As I become more attuned to nature, I find that the things I need will come to me at the right time.  Sometimes I’ll be out walking or cycling, and feel a craving for a particular food: an apple, a block of chocolate, a leafy salad.  Always within minutes exactly that thing will appear in front of me.  Really.  I found a sealed package of fresh salad on a roadside.  It’s always exactly the food I was thinking of, never something else.  A few days after it occurred to me that I need a printer, there was a printer with spare cartridges in my next-door-neighbour’s hard rubbish pile, with a sign on it saying “working, please take”.  When I think of someone I need to talk to, I’ll run into that person on the street soon afterwards.  With one friend I experience this quite often, and always in places that neither of us visit regularly.
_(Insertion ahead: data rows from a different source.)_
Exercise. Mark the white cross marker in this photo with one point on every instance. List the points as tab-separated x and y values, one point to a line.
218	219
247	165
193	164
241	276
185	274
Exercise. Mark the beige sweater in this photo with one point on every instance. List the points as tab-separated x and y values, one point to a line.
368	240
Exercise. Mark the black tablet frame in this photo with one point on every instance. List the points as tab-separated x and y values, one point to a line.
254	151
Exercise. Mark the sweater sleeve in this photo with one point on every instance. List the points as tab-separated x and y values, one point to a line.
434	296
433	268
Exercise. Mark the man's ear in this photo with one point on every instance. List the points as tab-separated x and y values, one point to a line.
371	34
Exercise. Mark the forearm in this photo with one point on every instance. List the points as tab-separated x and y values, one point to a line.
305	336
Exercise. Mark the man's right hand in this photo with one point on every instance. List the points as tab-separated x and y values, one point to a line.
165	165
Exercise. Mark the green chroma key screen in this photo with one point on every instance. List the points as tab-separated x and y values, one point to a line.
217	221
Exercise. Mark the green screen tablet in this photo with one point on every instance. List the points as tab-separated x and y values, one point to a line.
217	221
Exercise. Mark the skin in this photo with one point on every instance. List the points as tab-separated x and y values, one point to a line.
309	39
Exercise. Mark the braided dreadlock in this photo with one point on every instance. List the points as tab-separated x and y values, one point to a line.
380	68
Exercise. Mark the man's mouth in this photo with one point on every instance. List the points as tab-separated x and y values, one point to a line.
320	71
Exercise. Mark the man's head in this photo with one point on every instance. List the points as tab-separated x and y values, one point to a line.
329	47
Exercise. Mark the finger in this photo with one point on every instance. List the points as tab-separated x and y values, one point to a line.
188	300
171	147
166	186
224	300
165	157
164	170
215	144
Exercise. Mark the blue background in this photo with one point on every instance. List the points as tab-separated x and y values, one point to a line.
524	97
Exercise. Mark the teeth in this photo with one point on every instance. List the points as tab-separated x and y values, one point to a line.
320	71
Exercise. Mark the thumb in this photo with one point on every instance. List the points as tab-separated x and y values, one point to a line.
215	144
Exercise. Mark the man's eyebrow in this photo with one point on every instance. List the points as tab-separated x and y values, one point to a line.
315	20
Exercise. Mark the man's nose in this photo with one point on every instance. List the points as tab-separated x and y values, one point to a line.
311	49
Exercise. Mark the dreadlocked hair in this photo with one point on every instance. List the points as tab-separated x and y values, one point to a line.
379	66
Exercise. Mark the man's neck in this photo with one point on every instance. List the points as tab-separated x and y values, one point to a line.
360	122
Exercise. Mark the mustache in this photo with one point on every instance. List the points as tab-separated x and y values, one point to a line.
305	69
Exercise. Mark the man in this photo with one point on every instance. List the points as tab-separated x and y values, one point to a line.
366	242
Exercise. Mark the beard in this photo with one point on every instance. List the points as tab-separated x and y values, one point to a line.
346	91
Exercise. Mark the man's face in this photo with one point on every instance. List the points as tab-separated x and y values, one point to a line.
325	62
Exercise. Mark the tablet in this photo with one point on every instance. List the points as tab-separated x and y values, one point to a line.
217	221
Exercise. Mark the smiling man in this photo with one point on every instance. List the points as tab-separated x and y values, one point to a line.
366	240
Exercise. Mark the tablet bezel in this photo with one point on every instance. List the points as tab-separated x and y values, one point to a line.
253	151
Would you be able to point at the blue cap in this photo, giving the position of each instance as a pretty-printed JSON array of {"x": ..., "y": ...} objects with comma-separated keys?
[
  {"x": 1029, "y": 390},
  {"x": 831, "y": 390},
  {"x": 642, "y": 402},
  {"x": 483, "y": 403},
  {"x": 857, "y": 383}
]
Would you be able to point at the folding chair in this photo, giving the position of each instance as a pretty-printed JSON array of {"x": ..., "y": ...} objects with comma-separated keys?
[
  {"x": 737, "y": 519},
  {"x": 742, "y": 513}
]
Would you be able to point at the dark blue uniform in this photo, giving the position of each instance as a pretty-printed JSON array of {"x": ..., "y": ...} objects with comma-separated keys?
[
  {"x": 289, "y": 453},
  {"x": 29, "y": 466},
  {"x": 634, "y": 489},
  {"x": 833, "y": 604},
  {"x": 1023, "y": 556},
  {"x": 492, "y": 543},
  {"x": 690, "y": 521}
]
I start to take notice of the spaces between – the empty blocks, abandoned houses, road verges, dumping sites, patches of native vegetation, and wild places.  To our culture these places are considered eyesores, or are invisible.  As I move away from this paradigm I discover that these are places to explore and cherish, and the things intended to attract my attention and money – the billboards, shopping malls, bright lights and television screens– become invisible to me.

We are part of nature, not separate from it.  Talking about “the environment” as if it is something far away that we never come in contact with is ridiculous.  No-one really knows what this Environment is, but every schoolchild know that we need to be friendly to it.  And this friendliness tends to take the form of such activities as recycling cans, reading from the screen, and buying new lightbulbs and whitegoods when the ones we already have are perfectly fine. These activities are about as far removed from our natural surroundings, and the meaning of friendliness, as I can imagine.

Let’s kill this idea of The Environment and start nurturing our world by living within it, rather than imposing ourselves on top of it, destroying it for our own ends.  We are all animals.  We can’t live in the illusion that the processes and cycles of nature don’t apply to us.  To truly care about our environment we need to care for ourselves, everyone around us, and all living and non-living things.  We must take only as much as we need, produce no waste, and share everything.  We need to attune ourselves to the patterns and cycles of nature, and become dependent only on the resources that exist in our immediate surroundings.